Honda Motor Co. has abolished its seniority-based wage system and introduced performance-based pay for the 40,000 rank-and-file employees at the parent firm and nine subsidiaries, company officials said Saturday.

Since October, the automaker has been paying monthly salaries based on six qualification grades allocated to employees and their job performances, the officials said.

Lower performance assessments can result in pay cuts, but actual cuts will only take place from fiscal 2007 because the company decided to have a transition period until the end of fiscal 2006, they added.

Most Japanese firms have a seniority-based wage system that automatically raises salaries every year, regardless of an employee’s performance.

As part of efforts to survive intensifying competition in the auto industry, Honda has been negotiating with its union for a new wage system to replace seniority-based raises.

Some companies have started paying employees in managerial positions salaries that are based on performance, but it is still rare for a company as large as Honda to introduce a merit-based system for rank-and-file employees.

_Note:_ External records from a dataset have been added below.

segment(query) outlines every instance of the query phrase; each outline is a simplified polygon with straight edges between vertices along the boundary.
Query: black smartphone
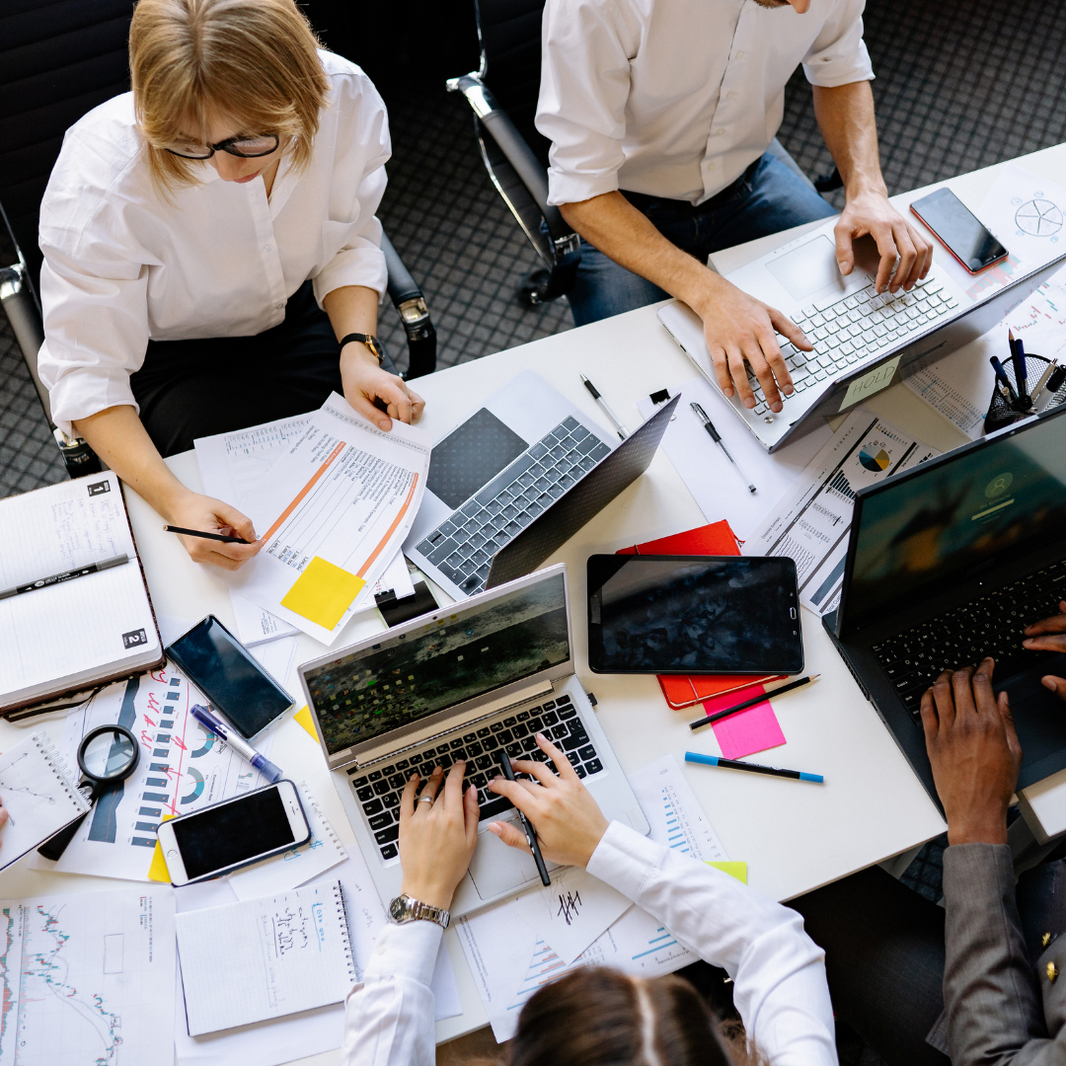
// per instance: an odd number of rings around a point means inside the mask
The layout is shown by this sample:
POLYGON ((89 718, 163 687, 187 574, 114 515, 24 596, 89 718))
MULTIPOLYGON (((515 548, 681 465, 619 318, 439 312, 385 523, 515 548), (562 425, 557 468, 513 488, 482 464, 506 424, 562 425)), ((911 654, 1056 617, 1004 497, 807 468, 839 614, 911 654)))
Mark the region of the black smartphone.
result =
POLYGON ((798 674, 791 559, 589 555, 588 665, 597 674, 798 674))
POLYGON ((910 210, 971 274, 1007 257, 1006 248, 950 189, 915 200, 910 210))
POLYGON ((173 885, 217 877, 311 839, 288 780, 171 819, 157 833, 173 885))
POLYGON ((213 614, 169 645, 166 657, 245 740, 292 706, 292 696, 213 614))

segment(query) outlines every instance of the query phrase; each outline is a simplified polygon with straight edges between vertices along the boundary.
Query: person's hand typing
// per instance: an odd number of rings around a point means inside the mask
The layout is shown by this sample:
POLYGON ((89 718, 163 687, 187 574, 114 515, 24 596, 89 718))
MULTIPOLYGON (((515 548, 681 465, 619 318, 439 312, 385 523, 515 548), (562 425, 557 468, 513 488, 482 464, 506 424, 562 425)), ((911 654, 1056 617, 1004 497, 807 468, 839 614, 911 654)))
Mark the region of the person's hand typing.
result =
POLYGON ((446 780, 435 766, 421 793, 422 779, 411 774, 400 798, 402 891, 446 910, 478 845, 478 790, 471 785, 464 794, 465 768, 459 760, 446 780))
MULTIPOLYGON (((1029 651, 1066 652, 1066 600, 1059 603, 1059 614, 1025 627, 1025 640, 1021 646, 1029 651)), ((1040 684, 1066 702, 1066 678, 1047 674, 1040 678, 1040 684)))
POLYGON ((948 819, 948 842, 1006 843, 1006 809, 1021 745, 1006 693, 992 692, 991 659, 944 671, 922 696, 925 749, 948 819))
POLYGON ((183 491, 166 507, 164 514, 171 526, 181 526, 187 530, 201 530, 205 533, 222 533, 224 536, 239 536, 247 544, 225 544, 222 540, 206 540, 198 536, 178 534, 190 558, 196 563, 210 563, 224 570, 236 570, 252 559, 262 547, 256 537, 252 519, 242 515, 222 500, 199 492, 183 491))
POLYGON ((352 409, 383 430, 391 430, 394 418, 409 424, 422 416, 425 401, 407 388, 402 377, 383 370, 377 357, 364 344, 351 341, 344 345, 340 377, 352 409))
POLYGON ((855 266, 852 242, 867 233, 874 239, 881 256, 876 277, 878 292, 912 289, 933 265, 933 243, 892 207, 884 193, 871 191, 850 197, 834 233, 837 263, 840 273, 845 275, 855 266))
POLYGON ((694 305, 693 310, 702 319, 704 338, 723 393, 731 397, 736 391, 745 407, 755 406, 745 367, 749 365, 770 409, 780 411, 781 393, 791 395, 794 388, 777 334, 804 352, 813 351, 803 330, 776 308, 742 292, 712 271, 707 272, 706 298, 694 305))
MULTIPOLYGON (((536 734, 536 742, 555 764, 558 777, 547 763, 512 759, 515 773, 530 774, 536 779, 535 784, 497 777, 488 787, 506 796, 533 823, 540 853, 549 862, 587 866, 607 833, 608 821, 592 793, 581 784, 570 760, 543 733, 536 734)), ((514 822, 490 822, 488 830, 511 847, 529 853, 526 834, 514 822)))

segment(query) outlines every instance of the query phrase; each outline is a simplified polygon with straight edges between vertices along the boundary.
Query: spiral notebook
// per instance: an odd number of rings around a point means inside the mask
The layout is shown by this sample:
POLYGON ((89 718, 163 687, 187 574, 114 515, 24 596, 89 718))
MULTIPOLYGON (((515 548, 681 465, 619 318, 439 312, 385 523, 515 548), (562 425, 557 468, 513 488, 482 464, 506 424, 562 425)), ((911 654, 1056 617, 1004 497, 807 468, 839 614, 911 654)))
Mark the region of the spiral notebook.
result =
POLYGON ((88 810, 48 734, 35 732, 0 756, 0 870, 43 844, 88 810))
POLYGON ((340 1003, 356 981, 339 881, 175 924, 190 1036, 340 1003))

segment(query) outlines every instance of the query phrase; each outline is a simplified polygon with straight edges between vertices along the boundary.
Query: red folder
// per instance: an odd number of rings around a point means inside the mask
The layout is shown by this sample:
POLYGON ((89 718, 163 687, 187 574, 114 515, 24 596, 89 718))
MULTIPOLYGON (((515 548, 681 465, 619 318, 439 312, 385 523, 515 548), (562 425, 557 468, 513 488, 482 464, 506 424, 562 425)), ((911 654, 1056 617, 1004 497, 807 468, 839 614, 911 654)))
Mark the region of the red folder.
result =
MULTIPOLYGON (((739 555, 740 545, 727 521, 711 522, 684 533, 675 533, 659 540, 648 540, 623 548, 618 555, 739 555)), ((674 710, 691 707, 693 704, 721 696, 738 689, 747 689, 768 681, 778 681, 784 675, 769 674, 766 677, 752 677, 737 674, 660 674, 659 685, 666 702, 674 710)))

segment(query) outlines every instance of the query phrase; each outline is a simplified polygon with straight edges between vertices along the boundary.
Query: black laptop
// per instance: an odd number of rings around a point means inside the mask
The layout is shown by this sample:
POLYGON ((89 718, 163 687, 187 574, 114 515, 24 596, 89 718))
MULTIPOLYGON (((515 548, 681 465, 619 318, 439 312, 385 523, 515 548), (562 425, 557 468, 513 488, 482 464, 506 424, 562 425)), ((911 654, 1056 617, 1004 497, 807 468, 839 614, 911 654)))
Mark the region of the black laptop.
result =
POLYGON ((943 669, 996 660, 1024 757, 1018 788, 1066 766, 1066 656, 1022 630, 1066 599, 1066 408, 855 497, 840 607, 823 623, 936 801, 919 708, 943 669))

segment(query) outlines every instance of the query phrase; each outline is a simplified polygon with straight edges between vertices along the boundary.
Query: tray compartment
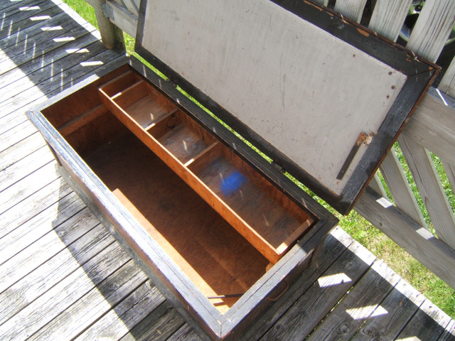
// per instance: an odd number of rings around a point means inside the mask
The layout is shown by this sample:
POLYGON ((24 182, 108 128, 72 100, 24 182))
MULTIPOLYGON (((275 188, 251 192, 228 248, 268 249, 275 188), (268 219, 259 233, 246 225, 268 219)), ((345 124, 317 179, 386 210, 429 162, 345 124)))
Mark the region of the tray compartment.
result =
POLYGON ((218 144, 190 170, 281 256, 312 220, 229 149, 218 144))
POLYGON ((124 89, 119 85, 122 77, 99 87, 105 105, 271 263, 278 261, 314 219, 259 180, 260 175, 227 147, 214 146, 215 139, 208 132, 148 82, 133 82, 128 73, 125 77, 124 89), (149 104, 138 105, 144 101, 149 104), (213 153, 223 156, 218 163, 209 157, 213 153), (216 163, 223 169, 215 174, 217 169, 205 168, 199 174, 204 163, 216 163), (223 176, 229 178, 217 183, 223 176), (242 190, 228 190, 235 184, 227 181, 235 182, 235 177, 245 186, 242 190))
POLYGON ((147 232, 225 313, 268 261, 129 132, 85 161, 147 232), (150 176, 153 174, 154 176, 150 176))

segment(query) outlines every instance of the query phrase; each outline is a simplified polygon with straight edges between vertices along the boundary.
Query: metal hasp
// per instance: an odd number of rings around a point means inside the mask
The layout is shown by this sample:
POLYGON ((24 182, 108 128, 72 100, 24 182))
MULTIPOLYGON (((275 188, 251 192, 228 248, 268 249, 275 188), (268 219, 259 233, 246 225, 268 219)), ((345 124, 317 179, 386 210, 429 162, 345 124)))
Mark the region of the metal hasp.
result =
POLYGON ((362 145, 365 146, 369 146, 373 137, 375 137, 375 133, 373 133, 373 131, 370 131, 368 134, 364 132, 361 132, 360 134, 359 134, 358 139, 357 139, 357 141, 354 144, 354 146, 353 146, 353 148, 349 152, 349 155, 346 158, 346 161, 344 161, 343 167, 341 167, 341 169, 340 170, 340 173, 338 173, 338 175, 336 175, 336 178, 338 180, 343 179, 343 177, 346 174, 348 168, 350 165, 350 163, 353 161, 354 156, 355 156, 355 154, 358 151, 360 146, 362 145))

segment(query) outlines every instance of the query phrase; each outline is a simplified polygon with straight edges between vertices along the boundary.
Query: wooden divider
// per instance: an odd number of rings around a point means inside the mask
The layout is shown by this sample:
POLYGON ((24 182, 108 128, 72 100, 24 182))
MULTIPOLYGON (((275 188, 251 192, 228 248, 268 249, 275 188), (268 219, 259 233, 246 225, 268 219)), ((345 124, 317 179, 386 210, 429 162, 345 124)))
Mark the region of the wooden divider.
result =
POLYGON ((314 222, 139 75, 98 89, 107 109, 272 263, 314 222))

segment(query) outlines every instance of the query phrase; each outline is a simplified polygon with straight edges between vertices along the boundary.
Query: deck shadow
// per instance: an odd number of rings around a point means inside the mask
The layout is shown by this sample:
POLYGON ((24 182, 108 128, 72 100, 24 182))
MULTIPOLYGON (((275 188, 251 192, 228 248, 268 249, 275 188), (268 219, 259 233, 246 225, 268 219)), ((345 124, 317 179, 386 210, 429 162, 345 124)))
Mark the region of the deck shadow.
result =
POLYGON ((55 96, 124 55, 107 50, 96 29, 55 2, 58 5, 50 0, 2 4, 0 88, 9 89, 0 92, 4 109, 55 96))

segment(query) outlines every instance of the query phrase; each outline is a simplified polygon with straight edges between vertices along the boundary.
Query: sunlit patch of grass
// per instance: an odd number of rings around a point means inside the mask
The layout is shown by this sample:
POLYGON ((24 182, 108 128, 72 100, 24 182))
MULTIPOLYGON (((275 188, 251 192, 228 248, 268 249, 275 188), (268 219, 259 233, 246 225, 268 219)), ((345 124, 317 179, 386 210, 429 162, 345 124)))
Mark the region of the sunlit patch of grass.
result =
MULTIPOLYGON (((97 27, 95 11, 84 0, 63 1, 79 13, 86 21, 95 27, 97 27)), ((146 63, 144 59, 134 53, 135 41, 132 37, 124 33, 124 39, 127 53, 134 55, 147 64, 148 66, 155 72, 161 74, 159 70, 149 63, 146 63)), ((164 77, 162 74, 161 74, 161 75, 164 77)), ((183 90, 182 92, 184 93, 183 90)), ((205 109, 204 108, 204 109, 205 109)), ((395 144, 394 148, 400 161, 402 167, 405 170, 406 177, 410 182, 411 189, 417 199, 417 203, 422 212, 424 218, 427 222, 430 230, 434 233, 428 212, 425 209, 423 200, 412 179, 402 152, 397 144, 395 144)), ((439 178, 441 179, 442 185, 446 190, 450 205, 451 207, 454 207, 455 195, 450 186, 449 181, 445 175, 444 167, 439 158, 434 155, 432 155, 432 158, 435 164, 437 171, 439 175, 439 178)), ((381 180, 383 185, 385 185, 384 179, 382 178, 380 174, 380 180, 381 180)), ((303 185, 299 184, 297 181, 296 181, 296 183, 304 188, 303 185)), ((390 193, 388 192, 387 186, 385 185, 385 188, 389 200, 392 200, 390 193)), ((306 190, 307 189, 306 189, 306 190)), ((422 292, 427 298, 432 301, 433 303, 436 304, 452 318, 455 318, 455 291, 454 289, 433 274, 418 261, 407 254, 405 250, 397 246, 393 241, 390 239, 378 229, 373 226, 355 211, 353 211, 347 217, 343 217, 330 207, 326 203, 317 198, 317 197, 314 196, 314 197, 340 220, 340 226, 355 239, 355 240, 370 250, 377 257, 383 259, 391 269, 418 291, 422 292)))

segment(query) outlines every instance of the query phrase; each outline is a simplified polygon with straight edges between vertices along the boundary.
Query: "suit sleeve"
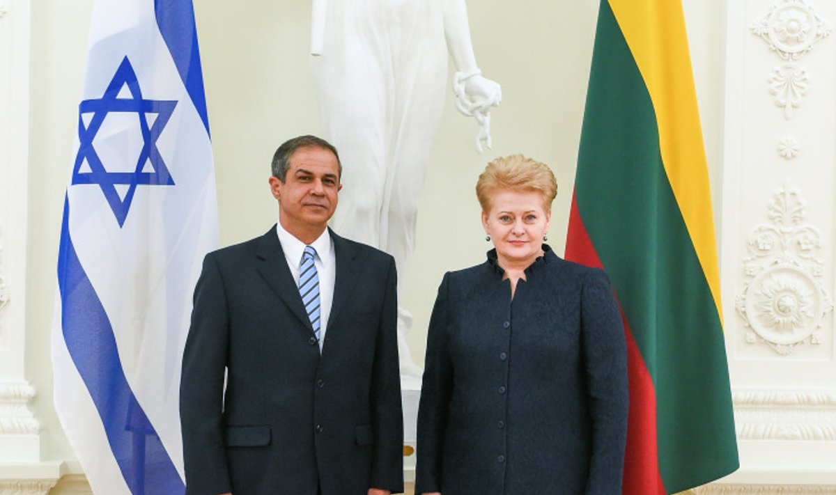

A number of major firms are urging their labor unions to accept alterations to seniority-based pay raises as they prepare for annual salary negotiations in the spring, and the decision of Honda, which has reported record sales and profits for the first half of the current business year, may influence wage talks at other companies.

Wage raise put off

OSAKA — The management and labor union of Sumitomo Electric Industries Ltd. have agreed not to implement regularly scheduled annual pay raises this year, effectively cutting employees’ wages, according to company and union officials.

The labor union of the Osaka-based producer of electric wires and cables has accepted a management request to freeze mandatory pay hikes for one year, to the end of March 2004, in light of the company’s deteriorating business situation, union officials said.

Sumitomo Electric expects to post a group net loss of 20 billion yen for the year through next March 31, as its earnings were hit by falling demand for fiber optic products and semiconductor materials for use in cellular phones.

The union believes maintaining jobs at the company should take priority over everything else for the moment.

A company executive said the agreement is “a step needed for returning to the black, which we aim to do by any means.”

“We want to achieve a recovery in our business by sharing the pain and keeping personnel costs unchanged,” the executive added.